Then there is the question of how much cell-based meat will help with climate change. Cell-based meat cultivation will not produce methane, as our current agriculture does. But it will still be energy-intensive and is therefore based on the availability of much renewable energy to avoid being carbon-intensive as well. A study covered by my colleague Sigal Samuel claims that in the worst case it may be as bad for the environment as conventional farming, although the study reached this conclusion with some very dubious assumptions, so our energy production methods will not improve at all in the next 1000 the years.

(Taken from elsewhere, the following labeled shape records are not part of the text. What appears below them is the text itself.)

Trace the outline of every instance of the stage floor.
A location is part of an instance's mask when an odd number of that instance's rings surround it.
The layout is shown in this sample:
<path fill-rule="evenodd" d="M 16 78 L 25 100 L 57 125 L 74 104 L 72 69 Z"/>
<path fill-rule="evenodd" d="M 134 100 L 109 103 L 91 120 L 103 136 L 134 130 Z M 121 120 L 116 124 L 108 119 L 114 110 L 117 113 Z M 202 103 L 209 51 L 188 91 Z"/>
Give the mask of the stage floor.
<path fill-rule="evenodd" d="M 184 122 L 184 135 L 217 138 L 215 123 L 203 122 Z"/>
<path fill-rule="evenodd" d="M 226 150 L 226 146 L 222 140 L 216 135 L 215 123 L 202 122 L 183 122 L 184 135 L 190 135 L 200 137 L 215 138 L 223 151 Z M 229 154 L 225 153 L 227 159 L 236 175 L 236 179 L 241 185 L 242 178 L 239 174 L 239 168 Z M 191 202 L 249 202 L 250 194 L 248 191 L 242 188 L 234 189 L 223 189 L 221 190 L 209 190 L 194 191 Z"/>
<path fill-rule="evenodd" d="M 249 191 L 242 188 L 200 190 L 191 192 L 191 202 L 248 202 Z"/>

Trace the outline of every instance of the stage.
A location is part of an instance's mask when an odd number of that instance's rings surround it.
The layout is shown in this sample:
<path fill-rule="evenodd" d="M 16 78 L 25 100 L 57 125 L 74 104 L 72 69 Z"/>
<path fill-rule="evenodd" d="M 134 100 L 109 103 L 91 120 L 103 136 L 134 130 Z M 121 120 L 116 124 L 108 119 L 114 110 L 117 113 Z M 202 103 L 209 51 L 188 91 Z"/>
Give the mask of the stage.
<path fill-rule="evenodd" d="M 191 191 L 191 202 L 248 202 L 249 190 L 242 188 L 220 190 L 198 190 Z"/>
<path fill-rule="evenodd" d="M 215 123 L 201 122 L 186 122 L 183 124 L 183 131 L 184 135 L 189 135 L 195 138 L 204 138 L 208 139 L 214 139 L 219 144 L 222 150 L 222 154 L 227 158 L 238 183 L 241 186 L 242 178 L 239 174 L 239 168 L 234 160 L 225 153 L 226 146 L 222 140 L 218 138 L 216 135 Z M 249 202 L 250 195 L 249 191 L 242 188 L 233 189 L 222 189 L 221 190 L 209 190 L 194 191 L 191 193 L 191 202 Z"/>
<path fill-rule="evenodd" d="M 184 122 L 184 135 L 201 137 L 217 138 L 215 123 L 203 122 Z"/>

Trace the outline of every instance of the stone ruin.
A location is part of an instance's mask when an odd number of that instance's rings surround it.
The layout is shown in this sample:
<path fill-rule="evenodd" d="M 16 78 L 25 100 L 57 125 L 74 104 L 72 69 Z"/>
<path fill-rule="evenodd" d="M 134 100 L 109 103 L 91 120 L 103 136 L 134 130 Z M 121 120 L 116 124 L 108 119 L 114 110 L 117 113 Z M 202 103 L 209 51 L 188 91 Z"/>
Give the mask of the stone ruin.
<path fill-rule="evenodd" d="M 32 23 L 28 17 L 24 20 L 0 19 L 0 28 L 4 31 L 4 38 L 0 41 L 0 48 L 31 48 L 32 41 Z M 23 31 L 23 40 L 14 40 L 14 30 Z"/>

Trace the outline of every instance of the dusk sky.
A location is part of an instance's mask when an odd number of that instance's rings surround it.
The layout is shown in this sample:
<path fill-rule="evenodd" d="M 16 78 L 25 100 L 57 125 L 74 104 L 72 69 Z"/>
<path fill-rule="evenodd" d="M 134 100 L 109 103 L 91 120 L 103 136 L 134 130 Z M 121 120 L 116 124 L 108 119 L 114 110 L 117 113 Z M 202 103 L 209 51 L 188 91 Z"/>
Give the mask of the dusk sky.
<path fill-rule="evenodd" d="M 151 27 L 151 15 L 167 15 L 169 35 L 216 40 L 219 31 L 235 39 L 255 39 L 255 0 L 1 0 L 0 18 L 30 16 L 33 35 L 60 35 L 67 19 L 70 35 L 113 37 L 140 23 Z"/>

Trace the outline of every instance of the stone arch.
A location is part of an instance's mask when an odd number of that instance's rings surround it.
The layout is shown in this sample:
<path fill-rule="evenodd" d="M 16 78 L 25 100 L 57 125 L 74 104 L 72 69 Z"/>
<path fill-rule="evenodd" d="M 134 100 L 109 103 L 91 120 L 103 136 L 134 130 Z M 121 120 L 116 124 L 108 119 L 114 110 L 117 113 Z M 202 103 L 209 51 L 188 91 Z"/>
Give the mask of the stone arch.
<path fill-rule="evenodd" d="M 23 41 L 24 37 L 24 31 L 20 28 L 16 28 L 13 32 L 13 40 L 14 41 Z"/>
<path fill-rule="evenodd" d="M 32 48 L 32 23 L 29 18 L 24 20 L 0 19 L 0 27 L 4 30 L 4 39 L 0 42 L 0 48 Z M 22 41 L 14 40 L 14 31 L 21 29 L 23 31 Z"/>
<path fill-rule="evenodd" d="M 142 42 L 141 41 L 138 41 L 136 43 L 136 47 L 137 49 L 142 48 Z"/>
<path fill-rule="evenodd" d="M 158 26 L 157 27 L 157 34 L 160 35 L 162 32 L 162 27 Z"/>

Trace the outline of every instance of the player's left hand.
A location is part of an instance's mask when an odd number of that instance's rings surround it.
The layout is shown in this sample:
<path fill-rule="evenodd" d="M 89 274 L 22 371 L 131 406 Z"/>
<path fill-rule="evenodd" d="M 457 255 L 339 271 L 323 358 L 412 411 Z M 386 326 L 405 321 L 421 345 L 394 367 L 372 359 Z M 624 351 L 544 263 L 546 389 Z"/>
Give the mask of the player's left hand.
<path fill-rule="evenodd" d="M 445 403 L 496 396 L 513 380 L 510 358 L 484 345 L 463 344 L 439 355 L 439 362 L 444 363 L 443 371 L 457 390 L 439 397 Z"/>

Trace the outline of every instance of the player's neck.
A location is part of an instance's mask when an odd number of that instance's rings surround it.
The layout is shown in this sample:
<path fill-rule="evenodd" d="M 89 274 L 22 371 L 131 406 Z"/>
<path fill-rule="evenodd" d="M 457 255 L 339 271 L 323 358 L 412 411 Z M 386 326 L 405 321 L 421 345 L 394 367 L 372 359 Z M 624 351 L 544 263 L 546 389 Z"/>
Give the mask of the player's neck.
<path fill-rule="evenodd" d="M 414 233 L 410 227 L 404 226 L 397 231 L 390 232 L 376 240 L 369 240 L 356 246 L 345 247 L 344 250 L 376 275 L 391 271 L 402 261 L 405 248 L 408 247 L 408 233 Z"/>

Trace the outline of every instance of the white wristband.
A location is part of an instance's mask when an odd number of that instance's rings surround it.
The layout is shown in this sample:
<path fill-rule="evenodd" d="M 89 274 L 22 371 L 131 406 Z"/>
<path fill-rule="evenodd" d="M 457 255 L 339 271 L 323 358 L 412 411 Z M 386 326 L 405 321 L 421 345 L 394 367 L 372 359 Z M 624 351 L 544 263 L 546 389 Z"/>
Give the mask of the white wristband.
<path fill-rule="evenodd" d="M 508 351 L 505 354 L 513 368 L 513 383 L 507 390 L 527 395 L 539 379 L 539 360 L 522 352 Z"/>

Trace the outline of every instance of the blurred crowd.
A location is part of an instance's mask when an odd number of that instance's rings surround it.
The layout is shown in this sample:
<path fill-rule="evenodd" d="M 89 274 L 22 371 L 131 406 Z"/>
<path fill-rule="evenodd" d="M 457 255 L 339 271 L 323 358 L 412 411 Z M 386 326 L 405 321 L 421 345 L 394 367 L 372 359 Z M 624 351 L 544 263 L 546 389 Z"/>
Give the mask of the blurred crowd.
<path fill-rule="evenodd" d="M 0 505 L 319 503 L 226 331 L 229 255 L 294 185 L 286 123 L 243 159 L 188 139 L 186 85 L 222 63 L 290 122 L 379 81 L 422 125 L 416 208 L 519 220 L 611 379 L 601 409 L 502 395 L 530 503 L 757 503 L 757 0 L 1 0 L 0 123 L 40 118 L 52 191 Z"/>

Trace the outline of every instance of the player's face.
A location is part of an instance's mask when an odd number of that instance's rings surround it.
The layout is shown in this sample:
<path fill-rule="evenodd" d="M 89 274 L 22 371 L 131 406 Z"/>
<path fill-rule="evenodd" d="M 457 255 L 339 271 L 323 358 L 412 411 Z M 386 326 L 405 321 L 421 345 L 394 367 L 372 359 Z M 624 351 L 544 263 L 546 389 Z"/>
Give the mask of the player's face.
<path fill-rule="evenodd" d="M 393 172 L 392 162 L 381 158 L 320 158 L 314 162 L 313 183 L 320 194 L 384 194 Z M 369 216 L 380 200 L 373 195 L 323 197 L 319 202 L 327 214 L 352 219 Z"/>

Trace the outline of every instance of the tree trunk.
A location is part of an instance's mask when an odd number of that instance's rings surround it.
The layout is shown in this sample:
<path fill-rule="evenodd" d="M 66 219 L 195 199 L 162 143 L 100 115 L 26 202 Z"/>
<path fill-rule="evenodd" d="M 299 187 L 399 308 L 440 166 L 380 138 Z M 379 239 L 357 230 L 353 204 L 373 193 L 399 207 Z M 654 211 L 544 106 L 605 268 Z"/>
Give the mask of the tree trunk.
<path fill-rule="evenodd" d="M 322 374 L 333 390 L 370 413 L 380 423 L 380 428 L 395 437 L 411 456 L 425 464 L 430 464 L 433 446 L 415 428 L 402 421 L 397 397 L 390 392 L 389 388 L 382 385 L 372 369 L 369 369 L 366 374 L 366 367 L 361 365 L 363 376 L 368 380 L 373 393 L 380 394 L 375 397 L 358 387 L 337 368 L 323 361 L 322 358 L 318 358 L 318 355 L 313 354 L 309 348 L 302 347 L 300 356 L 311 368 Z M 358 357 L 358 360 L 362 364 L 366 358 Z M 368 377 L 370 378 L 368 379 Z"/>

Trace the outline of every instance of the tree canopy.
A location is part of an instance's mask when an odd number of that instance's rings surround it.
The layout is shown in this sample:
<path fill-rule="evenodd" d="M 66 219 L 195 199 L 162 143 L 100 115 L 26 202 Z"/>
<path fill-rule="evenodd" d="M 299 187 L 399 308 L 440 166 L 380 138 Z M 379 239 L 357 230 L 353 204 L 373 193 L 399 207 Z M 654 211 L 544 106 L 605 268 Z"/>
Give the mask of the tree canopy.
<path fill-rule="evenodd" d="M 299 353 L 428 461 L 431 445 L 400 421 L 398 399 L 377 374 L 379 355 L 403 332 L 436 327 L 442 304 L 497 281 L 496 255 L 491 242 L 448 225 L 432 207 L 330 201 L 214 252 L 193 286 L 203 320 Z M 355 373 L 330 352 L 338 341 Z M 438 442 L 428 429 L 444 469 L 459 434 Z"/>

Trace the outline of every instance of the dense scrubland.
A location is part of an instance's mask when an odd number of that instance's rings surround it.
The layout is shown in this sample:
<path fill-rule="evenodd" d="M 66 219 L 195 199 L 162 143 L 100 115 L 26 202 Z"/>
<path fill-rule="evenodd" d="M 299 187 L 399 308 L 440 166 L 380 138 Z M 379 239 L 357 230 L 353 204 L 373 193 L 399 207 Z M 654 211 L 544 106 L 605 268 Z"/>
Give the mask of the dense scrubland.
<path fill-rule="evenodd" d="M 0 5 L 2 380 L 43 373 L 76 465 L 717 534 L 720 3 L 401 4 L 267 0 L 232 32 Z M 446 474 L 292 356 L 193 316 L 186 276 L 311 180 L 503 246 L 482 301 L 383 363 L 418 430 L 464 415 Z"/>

With a regulatory framework now in place, proponents claim that these promises are more likely than ever to be achieved. Investors can invest more safely and know that the United States is working to ensure that these products can be safely marketed. With more money and more research, the remaining technical challenges can be tight.
But it is also quite likely that cell-based meat will slow down to market than proponents hope and – at least initially – will not solve all the problems it is supposed to, and it is worryingly possible that, although everything goes Well, consumers will not be interested. All regulation can do is to ensure that cell-based meat products are safe, accurately labeled and legal to market.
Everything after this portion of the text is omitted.